The next step will be translating this lab work into the field. Jordan has partnered with the Elizabeth Glaser Pediatric AIDS Foundation (EGPAF), the Association of Public Health Laboratories (APHL), and Jani to submit a proposal to Grand Challenges Canada (a not-for-profit organization dedicated to improving health in developing countries). The proposal, if accepted, will provide comprehensive training, protocols, and quality measures for provincial lab technologists in two laboratories in Mozambique. Meanwhile, EGPAF, which supports the national HIV program in four local provinces, will enroll infants in nearby clinics for implementation research. The project will evaluate — in a true-to-life setting — how the instrument-free approaches compare to the current detection methods.

“We’re excited to bring Dr. Jordan’s work to the field, where it has the real potential to save many lives,” says Nicholas Hellmann, M.D., EGPAF’s executive vice president of medicaland scientific affairs. “For us, time isof the essence for identifying and treating HIV-positive infants. Working in local settings with relatively low-tech solutions is often the key to scaling up treatment for the most vulnerable populations.”
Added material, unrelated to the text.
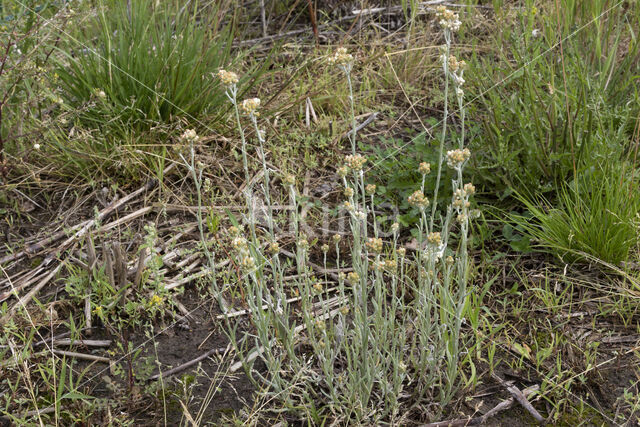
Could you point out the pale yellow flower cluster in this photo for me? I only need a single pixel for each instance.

Jordan is eager to see how these methods can improve the health landscape in Mozambique. In the meantime, she’s looking even farther ahead. She’s identified two companies — Micronics, in Redmond, Wash., and Wave 80 Biosciences, in San Francisco — that are developing true point-of-care diagnostic tools. The goal is to produce a small instrument activated by a limited power source that would combine the extraction and amplification steps into one, giving results directly from blood or dried blood spots. It may be a year or more before testing can begin, but the possibilities are promising.

“We hope to move the testing from the provincial labs to local clinics and maternity hospitals,” says Jordan, “where nurses and midwives could do the testing at the true point of care.”